When demand on a server spikes dramatically, sometimes you need to improvise to keep things online. An interesting example is provided by CCP Games, which operates EVE Online, a science fiction gaming universe in which faction of players battle with fleets of space ships.
When an enormous battle recently broke out on a node with limited resources, the engineers at EVE Online managed extraordinary server loads by using “time dilation” – altering time within the game universe to effectively throttle activity to match system resources.
EVE Online is unusual in that it functions as a single game environment, with a single copy of its universe on a massive cluster of servers. Resources for specific solar systems are supported by a particular server, with players and spaceships able to move between solar systems. That means that a burst of activity in a particular sector of the EVE Online universe can create scalability problems. Administrators can shift load by moving activity to other servers, but that interrupts the player experience, and so is not ideal when large space battles break out.
One Bad Click Tests Capacity
A single misclick would test the system. On Jan. 27 a player accidentally “warped” an extremely valuable Titan spaceship into the midst of a large enemy fleet (more details at Penny Arcade and PC Gamer). Both sides called in reinforcements, and in short order more than 2,750 players were waging a hectic battle on a server that doesn’t normally see anywhere near that level of activity.
“The customer service duders (GMs) keep an eye out for gigantic fights like this,” recounted CCP Veritas, an engineer at CCP. “We’ve got a cluster status webpage that shows big red numbers when a node gets overloaded like it was by this fight, so it’s pretty easy to see what’s up.”
Admins isolated the battle by quickly moving non-combatants to other servers. That’s where time dilation comes in.
“A large majority of the load in large engagements is tied to the clock – modules, physics, travel, warp-outs, all of these things happen over a time period, so spacing out time will lower their load impact proportionally,” writes CCP Veritas. “So, the idea here is to slow down the game clock enough to maintain a very small queue of waiting tasklets, then when the load clears, raise time back up to normal as we can handle it.
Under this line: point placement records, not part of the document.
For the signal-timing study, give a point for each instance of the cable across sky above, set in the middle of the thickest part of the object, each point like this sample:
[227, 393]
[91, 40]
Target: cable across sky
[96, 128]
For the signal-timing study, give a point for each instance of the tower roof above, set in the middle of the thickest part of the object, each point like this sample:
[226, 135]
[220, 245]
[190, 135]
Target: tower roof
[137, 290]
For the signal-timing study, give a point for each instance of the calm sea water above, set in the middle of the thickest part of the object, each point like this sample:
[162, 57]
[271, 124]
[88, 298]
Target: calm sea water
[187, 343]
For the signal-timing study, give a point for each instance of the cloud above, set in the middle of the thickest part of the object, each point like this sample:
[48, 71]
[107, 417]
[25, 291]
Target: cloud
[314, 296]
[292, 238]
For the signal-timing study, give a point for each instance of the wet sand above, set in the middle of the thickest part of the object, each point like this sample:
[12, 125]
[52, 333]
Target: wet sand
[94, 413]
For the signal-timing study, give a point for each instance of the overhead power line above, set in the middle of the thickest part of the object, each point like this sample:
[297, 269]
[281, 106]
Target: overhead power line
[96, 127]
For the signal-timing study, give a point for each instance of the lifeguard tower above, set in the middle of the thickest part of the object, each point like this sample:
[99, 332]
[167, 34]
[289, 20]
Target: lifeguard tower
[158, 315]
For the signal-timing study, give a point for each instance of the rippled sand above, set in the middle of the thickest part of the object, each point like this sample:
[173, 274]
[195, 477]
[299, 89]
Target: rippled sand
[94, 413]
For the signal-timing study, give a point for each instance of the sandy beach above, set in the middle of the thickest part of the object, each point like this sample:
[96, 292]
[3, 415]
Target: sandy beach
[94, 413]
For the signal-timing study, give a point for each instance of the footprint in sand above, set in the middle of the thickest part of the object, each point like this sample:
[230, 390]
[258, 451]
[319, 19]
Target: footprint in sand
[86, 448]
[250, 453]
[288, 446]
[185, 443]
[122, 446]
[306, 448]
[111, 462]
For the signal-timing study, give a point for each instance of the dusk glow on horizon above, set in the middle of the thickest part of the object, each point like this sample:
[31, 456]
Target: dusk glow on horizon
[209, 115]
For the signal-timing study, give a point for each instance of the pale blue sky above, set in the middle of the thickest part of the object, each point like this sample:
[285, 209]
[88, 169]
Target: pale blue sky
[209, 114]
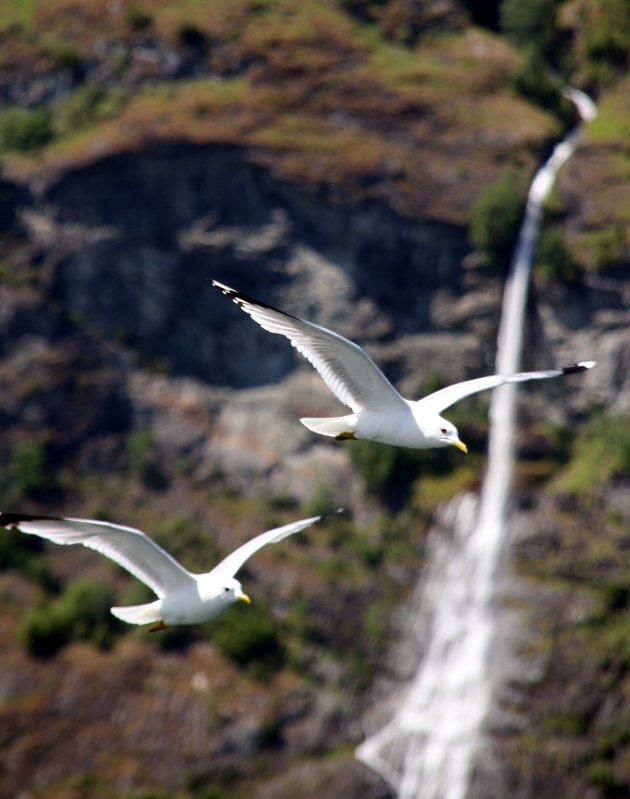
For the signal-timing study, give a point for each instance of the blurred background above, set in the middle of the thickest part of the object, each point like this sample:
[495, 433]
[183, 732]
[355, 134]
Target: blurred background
[363, 165]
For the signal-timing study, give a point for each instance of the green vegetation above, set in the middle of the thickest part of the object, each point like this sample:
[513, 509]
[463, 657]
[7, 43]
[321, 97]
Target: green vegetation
[25, 553]
[80, 614]
[27, 475]
[600, 452]
[24, 129]
[249, 636]
[85, 106]
[530, 22]
[496, 216]
[554, 259]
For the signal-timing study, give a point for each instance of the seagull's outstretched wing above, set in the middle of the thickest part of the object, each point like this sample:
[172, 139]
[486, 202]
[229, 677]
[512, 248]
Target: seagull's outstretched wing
[446, 397]
[347, 370]
[130, 548]
[230, 565]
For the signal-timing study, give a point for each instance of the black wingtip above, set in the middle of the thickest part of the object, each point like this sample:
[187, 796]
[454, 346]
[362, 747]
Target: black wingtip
[578, 367]
[242, 300]
[14, 519]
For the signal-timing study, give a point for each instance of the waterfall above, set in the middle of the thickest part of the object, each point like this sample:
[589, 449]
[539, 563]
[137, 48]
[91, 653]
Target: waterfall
[428, 748]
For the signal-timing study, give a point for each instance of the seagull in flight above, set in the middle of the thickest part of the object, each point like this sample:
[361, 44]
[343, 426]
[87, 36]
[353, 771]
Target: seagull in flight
[183, 597]
[379, 412]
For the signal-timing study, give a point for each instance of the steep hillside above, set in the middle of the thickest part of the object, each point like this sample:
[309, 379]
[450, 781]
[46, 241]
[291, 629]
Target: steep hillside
[327, 158]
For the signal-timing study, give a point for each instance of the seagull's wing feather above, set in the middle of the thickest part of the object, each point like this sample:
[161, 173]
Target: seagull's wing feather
[446, 397]
[230, 565]
[347, 370]
[130, 548]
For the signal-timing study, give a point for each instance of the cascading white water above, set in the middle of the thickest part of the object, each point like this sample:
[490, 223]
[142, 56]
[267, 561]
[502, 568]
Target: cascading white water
[427, 750]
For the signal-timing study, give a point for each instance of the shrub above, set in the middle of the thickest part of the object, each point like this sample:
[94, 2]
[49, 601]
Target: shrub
[532, 80]
[554, 260]
[81, 614]
[27, 470]
[138, 20]
[24, 129]
[85, 106]
[601, 451]
[24, 554]
[496, 216]
[248, 635]
[532, 21]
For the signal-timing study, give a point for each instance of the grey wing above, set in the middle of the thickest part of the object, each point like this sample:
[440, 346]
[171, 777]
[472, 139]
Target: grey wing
[130, 548]
[230, 565]
[445, 397]
[347, 370]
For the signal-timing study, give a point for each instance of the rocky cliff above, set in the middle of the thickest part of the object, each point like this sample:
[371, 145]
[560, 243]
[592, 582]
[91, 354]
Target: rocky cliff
[134, 391]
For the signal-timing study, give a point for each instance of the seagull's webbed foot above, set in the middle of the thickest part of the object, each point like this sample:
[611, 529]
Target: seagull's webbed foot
[345, 437]
[159, 625]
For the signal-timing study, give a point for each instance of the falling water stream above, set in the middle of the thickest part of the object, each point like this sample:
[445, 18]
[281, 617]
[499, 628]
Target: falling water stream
[427, 750]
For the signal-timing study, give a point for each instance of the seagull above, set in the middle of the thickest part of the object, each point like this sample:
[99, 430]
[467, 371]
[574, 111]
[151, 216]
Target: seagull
[183, 597]
[379, 412]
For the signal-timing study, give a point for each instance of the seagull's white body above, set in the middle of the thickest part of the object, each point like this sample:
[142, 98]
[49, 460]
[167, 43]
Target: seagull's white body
[183, 597]
[379, 412]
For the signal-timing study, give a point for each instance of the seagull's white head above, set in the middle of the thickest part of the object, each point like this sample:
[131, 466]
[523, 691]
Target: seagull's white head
[445, 434]
[230, 591]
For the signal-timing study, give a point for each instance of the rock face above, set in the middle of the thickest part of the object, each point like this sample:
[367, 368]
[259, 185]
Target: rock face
[109, 329]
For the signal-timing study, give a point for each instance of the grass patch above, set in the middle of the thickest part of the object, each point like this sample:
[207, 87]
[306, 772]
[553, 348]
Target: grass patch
[600, 452]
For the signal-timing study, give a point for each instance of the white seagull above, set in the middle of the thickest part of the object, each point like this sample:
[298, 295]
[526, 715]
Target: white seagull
[183, 597]
[379, 412]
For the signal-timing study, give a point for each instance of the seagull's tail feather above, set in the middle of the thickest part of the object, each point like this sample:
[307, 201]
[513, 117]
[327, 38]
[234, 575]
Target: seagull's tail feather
[139, 614]
[333, 426]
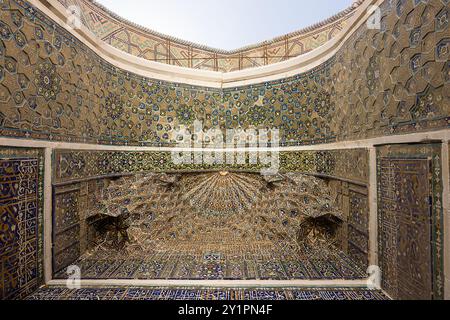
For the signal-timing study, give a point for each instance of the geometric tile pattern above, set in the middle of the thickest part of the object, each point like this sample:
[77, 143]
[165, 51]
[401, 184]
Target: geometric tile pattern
[351, 164]
[381, 82]
[170, 223]
[21, 185]
[135, 293]
[153, 46]
[411, 221]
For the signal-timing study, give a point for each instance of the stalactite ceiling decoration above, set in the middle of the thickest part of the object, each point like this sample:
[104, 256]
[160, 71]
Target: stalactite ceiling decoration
[218, 225]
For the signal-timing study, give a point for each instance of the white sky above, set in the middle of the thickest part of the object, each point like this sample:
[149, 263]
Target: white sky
[226, 24]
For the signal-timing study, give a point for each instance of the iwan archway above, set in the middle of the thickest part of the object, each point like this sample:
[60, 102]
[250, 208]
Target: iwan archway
[357, 133]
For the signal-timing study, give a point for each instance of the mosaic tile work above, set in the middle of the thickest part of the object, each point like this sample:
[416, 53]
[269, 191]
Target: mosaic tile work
[411, 221]
[152, 46]
[21, 186]
[133, 293]
[351, 164]
[381, 82]
[284, 228]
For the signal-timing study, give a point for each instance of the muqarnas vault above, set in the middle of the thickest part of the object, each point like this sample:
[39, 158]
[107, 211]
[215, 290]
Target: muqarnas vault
[363, 164]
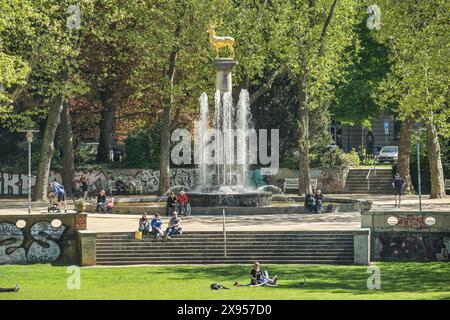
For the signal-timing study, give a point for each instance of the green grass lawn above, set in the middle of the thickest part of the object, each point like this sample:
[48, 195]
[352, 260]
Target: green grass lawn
[398, 281]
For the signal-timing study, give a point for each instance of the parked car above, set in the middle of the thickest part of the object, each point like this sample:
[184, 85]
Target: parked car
[388, 154]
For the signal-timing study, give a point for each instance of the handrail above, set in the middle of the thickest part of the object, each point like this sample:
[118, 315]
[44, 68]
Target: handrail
[370, 170]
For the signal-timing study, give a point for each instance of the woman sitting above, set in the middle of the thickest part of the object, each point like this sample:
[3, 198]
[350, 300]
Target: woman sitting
[101, 202]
This will be done dynamically and in very fine increments; there’s no reason we can’t run at 98% time if we’re just slightly overloaded.”
The Jan. 27 event, known in EVE as the Battle of Asakai, tested that approach, but kept the game functioning until the battle was completed. ”Even though Time Dilation was pushed to its configured limit of 10%, it still allowed a more graceful degradation than the unpredictable battles of old,” CCP Veritas shared. “We’re pretty sure that without the recent efforts on the software and hardware front, such a fight of this scale would simply not have been possible.”